Continuing the discussion from [Pitch] 128 bit Integer Types:
I'm interested in thinking this through more.
Benefits
Separate storage for the optional bit vs the value is potentially a pretty significant win. For a start it can greatly compact the value storage (e.g. eight Int64
s per 64 byte cache line instead of only four), which saves memory and makes accessing the array faster (by virtue of less memory traffic, better cache utilisation, lower average latency, etc).
It can be an even bigger win for many operations, like 'compactMapping' nil values out - scanning the optionality bitmap is much faster than the values bitmap.
Similarly many existing collection methods can benefit from this, although it might require new variants of them in many cases, since e.g. the existing filter(by:)

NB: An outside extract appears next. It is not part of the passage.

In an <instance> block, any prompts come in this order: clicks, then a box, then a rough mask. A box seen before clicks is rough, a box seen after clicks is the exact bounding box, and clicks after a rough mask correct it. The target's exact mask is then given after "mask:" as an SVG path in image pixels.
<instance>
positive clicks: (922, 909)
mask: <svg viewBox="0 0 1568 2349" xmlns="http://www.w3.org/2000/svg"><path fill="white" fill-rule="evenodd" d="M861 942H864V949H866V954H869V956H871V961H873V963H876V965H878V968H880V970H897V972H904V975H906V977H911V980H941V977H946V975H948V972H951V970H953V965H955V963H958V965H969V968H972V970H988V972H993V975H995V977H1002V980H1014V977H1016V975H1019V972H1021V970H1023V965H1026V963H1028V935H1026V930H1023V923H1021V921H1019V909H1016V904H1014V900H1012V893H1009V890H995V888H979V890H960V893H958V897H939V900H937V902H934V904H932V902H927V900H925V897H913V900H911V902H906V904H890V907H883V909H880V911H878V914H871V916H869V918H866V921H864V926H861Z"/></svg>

expects to visit every element, nil or not. I suspect many uses would only care about the non-nil values so could benefit from new methods like (mutating) nilling(if:)
and a nonNil
"modifier" like lazy
which vends a view with the Optional
wrapper removed.
Spin-off collection types
There's also the possibility of further compacting the storage to not have empty spots for nil values. This does make look-ups more expensive since you can't just do a naive base + index * size, so it would only make sense for certain types of use / collections (i.e. not RandomAccessCollection
).
Challenges & limitations
I don't know whether it's possible modify the existing collections in this manner, but even if not it might make sense to have new variants, e.g. CompactOptionalsArray
in swift-collections or whatever.
To elaborate on that, one of the concerns raised is that Array
provides direct access to its storage, which is then ostensibly requiring cohabitated layout of the Optional
with its wrapped type. Hypothetically an intermediary view could be introduced which provides the illusion of the existing "inline" layout, but it seems impossible (or at least impractical inefficient) to do this in a way that provides truly direct memory access (UnsafeBufferPointer
et al).
Even if so, precluding the existing Array
from adopting this, that seems like functionality that's not often used (?) and so wouldn't be a significant dampener against new collection types.
Existing implementations?
I haven't encountered any implementations of collections like this, although I haven't specifically & thoroughly looked for them. Anyone happen to know of any?